In Mexico’s state of Guerrero, a broad-based, collaborative social accountability campaign led by a network of agrarian community leaders contributed to improving a large-scale free fertilizer program, targeted at smallholders.

In 2019, the newly-elected federal government took over a state government subsidy program that had been synonymous with clientelism and corruption, promising to clean it up and include access to organic fertilizer.
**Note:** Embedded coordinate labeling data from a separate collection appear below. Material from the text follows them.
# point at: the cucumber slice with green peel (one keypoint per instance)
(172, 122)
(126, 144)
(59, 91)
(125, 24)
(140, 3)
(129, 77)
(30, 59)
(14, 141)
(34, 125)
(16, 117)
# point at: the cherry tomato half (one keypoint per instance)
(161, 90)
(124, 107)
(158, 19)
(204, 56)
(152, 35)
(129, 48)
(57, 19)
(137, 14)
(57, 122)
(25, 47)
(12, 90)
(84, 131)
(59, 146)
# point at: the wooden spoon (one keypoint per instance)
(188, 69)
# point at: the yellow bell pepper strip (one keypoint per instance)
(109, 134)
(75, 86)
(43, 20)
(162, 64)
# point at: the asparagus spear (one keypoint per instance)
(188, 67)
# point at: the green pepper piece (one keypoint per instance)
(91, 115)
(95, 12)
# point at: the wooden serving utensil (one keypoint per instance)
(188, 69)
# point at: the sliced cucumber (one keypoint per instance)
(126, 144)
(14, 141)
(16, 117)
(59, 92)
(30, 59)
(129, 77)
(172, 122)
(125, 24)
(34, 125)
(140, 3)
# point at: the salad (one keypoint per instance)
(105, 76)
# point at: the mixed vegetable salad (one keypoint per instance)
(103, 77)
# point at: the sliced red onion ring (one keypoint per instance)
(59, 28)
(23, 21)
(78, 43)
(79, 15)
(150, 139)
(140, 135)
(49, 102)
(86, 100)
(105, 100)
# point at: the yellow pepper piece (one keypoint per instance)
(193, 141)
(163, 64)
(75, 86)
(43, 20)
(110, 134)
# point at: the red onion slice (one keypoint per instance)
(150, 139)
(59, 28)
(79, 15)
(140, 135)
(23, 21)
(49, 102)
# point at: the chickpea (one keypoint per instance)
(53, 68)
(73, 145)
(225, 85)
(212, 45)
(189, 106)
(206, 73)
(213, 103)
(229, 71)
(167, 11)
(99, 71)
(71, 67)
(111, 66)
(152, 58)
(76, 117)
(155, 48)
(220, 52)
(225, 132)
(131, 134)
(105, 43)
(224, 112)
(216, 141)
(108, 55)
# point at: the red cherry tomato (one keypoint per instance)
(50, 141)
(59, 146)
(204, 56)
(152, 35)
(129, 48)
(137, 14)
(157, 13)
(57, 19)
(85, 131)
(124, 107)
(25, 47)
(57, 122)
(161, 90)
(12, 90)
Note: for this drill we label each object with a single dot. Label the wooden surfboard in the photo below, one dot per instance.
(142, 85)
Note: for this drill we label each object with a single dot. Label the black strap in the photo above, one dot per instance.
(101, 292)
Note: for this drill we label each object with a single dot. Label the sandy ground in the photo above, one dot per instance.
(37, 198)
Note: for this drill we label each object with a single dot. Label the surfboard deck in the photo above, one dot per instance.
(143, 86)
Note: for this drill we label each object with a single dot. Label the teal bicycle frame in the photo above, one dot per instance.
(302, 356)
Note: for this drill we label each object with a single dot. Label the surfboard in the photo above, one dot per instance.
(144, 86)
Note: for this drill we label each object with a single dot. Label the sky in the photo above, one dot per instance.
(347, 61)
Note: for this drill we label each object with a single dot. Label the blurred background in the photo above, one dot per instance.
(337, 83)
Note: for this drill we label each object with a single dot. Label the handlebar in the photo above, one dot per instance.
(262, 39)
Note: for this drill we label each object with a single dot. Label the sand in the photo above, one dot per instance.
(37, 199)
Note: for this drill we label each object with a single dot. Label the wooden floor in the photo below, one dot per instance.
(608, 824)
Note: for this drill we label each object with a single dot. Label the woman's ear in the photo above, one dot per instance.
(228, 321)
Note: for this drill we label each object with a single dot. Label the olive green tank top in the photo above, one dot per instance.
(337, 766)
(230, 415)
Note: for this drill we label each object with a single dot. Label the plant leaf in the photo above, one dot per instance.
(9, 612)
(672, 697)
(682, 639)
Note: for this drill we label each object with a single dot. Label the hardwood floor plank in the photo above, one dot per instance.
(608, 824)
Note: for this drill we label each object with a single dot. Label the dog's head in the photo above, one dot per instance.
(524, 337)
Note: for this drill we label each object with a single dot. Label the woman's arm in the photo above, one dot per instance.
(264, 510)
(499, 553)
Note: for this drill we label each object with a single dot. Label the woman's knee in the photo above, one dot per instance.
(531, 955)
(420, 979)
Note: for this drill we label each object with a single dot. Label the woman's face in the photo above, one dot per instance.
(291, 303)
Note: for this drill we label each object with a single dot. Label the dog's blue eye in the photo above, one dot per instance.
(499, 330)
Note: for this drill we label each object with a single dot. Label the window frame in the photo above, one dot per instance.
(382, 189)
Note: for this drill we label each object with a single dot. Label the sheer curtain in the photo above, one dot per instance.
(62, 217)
When the program’s historic deficiencies persisted during its first year of transition to federal management, farmers responded with widespread, confrontational protest.

To address this chaotic situation, veteran activists and community leaders from across the state transformed protest into proposals, launching a participatory, statewide monitoring and advocacy campaign with the Guerrero Network of Ejido and Communal Commissioners.

The campaign advocated for the validation of program beneficiary rosters in community assemblies, based on federal agrarian law, also using the official public information request system. It helped to ensure the distribution of fertilizer to smallholder farmers, reduced diversion of fertilizer for corrupt or electoral purposes, and promoted more inclusion of women and indigenous smallholders.

Despite these achievements, the Network’s proposals for transparency, peasant participation, accountability, and agroecological transition were rejected by the government officials responsible for the fertilizer program. In response, the campaign coordinators shifted their focus to other government agricultural programs and coordinated with agrarian leaders in other states to launch their own advocacy platforms.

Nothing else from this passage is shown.